Project (pink box) is the initial phase where the project is defined or undertaken.
Revenues (green box) represent the income generated from the project.
Issuer (blue box) is the entity responsible for issuing bonds, which are backed by the revenues from the project.
Bondholder (orange box) are the investors or entities that purchase these bonds, providing funding for the project.
Additionally, the flowchart includes two feedback loops:
Project Funding (green text) loops from Issuer to Project, indicating how bond proceeds are used to fund the project.
Bond Proceeds, Project Fund, Bond Accounts, Reserves, Costs of Issuance, Other (green text) further detail how the funds are allocated and managed.
Bond Payment, Covenants, Reporting (red text) loops from Bondholder to Issuer, indicating the financial obligations and reporting requirements of the bond issuer to the bondholders.
Revenue Bonding for Broadband
TLDR:
CoreConnect will not burden the counties with debt.
CoreConnect Project
CoreConnect plans to issue revenue bonds backed by the network's cash flow to finance the buildout of the network. By leveraging the bond issuance with BEAD grant funds the project will address the needs of the unserved and underserved populations in our region. CoreConnect’s purpose is charitable and serves the public good. CoreConnect is not a governmental entity or a political sub-division. CoreConnect is a 501(c)(3).
What Are Revenue Bonds?
Revenue bonds are backed by specific income from the issuer. They often fund infrastructure projects and are issued by local governments or non-profits for charitable purposes or more commonly public utilities such as electric, sewer, or water utilities, or from sales tax for wider public projects. Repayment of revenue bonds is mainly reliant on the income generated from the projects they finance.
Tax Exempt Revenue Bonds
The Internal Revenue Code (specifically Section 103) allows for the issuance of tax-exempt bonds for qualified purposes by certain types of organizations, including 501(c)(3)s, under strict conditions. These conditions include that the proceeds from the bonds must be used for capital expenditures for public purposes, and there are limitations on the amount of private business use.

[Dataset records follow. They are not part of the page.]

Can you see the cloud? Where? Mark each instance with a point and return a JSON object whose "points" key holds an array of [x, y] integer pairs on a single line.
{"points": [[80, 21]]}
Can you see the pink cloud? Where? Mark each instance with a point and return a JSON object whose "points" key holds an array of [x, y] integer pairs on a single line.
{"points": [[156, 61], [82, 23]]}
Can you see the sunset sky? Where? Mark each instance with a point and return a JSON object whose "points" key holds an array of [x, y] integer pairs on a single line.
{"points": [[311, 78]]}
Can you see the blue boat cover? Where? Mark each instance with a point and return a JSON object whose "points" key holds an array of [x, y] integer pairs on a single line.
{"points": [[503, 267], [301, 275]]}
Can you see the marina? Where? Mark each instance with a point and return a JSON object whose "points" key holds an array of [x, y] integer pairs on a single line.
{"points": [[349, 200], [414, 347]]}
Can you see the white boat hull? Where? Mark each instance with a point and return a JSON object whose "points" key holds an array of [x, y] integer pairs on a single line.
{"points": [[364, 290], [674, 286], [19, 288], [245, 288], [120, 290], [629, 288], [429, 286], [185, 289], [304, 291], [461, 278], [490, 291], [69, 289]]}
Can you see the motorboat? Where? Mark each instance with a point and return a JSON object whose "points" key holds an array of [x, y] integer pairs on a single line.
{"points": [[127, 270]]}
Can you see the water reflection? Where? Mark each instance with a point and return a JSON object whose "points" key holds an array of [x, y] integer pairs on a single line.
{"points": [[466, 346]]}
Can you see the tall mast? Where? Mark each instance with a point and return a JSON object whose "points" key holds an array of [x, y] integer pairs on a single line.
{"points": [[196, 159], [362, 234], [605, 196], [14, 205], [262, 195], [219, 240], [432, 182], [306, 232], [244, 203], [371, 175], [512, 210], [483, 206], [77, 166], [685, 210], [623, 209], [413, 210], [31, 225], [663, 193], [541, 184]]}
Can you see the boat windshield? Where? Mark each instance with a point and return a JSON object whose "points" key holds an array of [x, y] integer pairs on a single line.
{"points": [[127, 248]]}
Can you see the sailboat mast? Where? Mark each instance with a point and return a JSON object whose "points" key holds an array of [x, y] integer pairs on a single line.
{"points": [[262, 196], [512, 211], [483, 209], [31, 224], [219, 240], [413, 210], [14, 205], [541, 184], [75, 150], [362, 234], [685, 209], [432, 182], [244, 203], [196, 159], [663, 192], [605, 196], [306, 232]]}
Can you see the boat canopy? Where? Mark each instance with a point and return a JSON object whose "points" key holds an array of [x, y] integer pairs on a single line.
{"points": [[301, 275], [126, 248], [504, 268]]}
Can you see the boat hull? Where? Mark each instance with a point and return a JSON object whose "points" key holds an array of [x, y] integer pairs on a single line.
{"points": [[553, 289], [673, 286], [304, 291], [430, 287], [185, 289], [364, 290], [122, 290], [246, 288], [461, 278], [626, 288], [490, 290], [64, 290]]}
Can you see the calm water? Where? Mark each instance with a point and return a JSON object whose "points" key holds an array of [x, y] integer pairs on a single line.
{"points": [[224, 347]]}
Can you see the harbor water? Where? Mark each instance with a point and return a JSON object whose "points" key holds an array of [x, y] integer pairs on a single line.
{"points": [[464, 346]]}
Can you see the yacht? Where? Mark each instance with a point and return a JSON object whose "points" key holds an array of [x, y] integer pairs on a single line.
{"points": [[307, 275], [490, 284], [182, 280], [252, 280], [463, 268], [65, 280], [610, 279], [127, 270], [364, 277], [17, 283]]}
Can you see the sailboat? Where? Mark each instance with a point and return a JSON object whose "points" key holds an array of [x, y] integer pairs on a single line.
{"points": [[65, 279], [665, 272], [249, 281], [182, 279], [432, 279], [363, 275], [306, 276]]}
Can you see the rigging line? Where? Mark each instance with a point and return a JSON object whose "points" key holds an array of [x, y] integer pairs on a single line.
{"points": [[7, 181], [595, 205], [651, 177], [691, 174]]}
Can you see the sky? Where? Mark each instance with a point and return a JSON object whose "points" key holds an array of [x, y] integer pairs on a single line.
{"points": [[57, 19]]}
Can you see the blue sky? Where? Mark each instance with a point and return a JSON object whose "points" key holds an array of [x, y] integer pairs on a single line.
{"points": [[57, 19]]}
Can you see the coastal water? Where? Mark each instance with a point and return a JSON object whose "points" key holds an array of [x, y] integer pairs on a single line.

The income of a 501(c)(3) organization is generally exempt from federal income tax, and this extends to the interest on bonds they issue. This exemption makes the bonds more attractive to investors since the interest they earn is not subject to federal income tax, thereby reducing the cost of borrowing for the organization.
Revenue Bond Structure
Bonds are typically sold either via a broadly distributed public sale or to a limited number of investors in a direct placement. Publicly offered bonds usually have a fixed rate and are fully amortized over a 20-35 year period. Direct placements usually are shorter in nature (10-15 years). Bonds typically have semi-annual interest payments and annual principal payments. Credit worthy entities seek a credit rating assigned by an independent third party (there are 3 major rating agencies) to realize the lowest interest rates available.